One of my pet peeves in data quality for CRM and ERP systems is the often used way at looking at entities, not at least party entities, in a flat data model as told in the post A Place in Time.
Party master data, and related location master data, will eventually be modeled in very complex models and surely we see more and more examples of that. For example I remember that I long time ago worked with the ERP system that later became Microsoft Dynamics AX. Then I had issues with the simplistic and not role aware data model. While I’m currently working in a project using the AX 2012 Address Book it’s good to see that things have certainly developed.
This blog has quite a few posts on hierarchy management in Master Data Management (MDM) and even Hierarchical Data Matching. But I have to admit that even complex relational data models and hierarchical approaches in fact don’t align completely with the real world.

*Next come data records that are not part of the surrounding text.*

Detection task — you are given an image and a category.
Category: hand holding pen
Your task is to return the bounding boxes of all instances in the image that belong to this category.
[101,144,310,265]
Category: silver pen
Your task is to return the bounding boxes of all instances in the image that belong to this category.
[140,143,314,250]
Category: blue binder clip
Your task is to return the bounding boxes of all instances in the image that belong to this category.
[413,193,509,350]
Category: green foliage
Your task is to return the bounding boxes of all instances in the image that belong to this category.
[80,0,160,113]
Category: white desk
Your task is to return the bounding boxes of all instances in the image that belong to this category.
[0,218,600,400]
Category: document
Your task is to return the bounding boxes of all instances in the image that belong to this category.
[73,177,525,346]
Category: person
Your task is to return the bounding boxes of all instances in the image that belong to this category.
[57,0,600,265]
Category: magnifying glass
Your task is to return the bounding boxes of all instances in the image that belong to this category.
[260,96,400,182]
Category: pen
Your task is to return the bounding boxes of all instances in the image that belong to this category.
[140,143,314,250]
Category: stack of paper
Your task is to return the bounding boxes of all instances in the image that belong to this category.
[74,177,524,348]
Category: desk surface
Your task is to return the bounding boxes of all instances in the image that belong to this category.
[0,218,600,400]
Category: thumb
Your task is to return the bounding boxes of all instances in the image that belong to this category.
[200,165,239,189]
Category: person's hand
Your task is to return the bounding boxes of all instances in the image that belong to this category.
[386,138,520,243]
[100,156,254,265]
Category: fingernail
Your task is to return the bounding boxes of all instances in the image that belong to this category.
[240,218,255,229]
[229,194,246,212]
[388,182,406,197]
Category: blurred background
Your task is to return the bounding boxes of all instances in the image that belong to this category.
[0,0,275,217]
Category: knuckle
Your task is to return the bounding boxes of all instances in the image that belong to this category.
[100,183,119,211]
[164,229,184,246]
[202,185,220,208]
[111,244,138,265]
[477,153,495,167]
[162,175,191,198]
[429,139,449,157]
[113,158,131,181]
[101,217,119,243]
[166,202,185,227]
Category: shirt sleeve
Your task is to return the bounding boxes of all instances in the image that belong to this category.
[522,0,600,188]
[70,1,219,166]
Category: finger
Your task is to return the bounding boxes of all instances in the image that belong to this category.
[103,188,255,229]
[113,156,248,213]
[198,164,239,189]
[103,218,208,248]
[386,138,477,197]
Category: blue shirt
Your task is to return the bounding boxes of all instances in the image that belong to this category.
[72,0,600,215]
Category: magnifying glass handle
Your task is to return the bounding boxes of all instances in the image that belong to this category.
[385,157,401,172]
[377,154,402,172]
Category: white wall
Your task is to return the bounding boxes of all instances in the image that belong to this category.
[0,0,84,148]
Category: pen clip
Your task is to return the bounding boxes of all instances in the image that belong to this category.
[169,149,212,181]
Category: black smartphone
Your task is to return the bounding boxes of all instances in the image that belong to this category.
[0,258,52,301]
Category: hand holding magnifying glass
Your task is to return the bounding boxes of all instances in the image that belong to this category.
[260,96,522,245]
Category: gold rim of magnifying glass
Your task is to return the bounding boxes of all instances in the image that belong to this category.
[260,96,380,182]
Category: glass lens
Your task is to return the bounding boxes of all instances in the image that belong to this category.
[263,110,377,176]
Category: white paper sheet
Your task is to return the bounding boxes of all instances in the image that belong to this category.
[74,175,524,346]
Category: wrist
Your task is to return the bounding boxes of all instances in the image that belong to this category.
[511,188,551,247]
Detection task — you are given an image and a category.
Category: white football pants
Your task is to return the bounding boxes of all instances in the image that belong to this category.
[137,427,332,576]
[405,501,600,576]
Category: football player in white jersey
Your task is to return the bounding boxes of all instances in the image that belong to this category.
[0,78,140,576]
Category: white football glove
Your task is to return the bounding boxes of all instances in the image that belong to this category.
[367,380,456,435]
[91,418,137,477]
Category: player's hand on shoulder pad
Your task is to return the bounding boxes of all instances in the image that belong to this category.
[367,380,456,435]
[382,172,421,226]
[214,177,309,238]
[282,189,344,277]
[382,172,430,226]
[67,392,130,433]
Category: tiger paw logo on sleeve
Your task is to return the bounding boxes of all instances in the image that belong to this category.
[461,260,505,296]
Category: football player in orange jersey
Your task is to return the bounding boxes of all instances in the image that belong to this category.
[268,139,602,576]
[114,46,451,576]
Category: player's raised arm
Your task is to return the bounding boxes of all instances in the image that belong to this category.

In a comment to the post Five Flavors of Big Data Mike Ferguson asked about graph data quality. In my eyes using graph databases in master data management will indeed bring us closer to the real world and thereby deliver a better data quality for master data.
I remember at this year’s MDM Summit Europe that Aaron Zornes suggested that a graph database will be the best choice for reflecting the most basic reference dataset being The Country List. Oh yes, and in master data too you should think then, though I doubt that the relational database and hierarchy management will be out of fashion for a while.
So it could be good to know if you have seen or worked with graph databases in master data management beyond representing a static analysis result as a graph database.
Henrik, I could not agree more…IMHO, Graph DBMSs and MDM are a good match. I already talk about this in my MDM class. However, I think that given that MDM is already deployed on relational, that RDBMSs that support Graph data stores inside the RDBMS are very likely to become popular platforms for MDM. The key question is if a RDBMS vendor supports Graph data then is there also an inference engine included as well? IMHO, RDBMSs that support both Graph data AND an inference engine are likely to do well in supporting MDM.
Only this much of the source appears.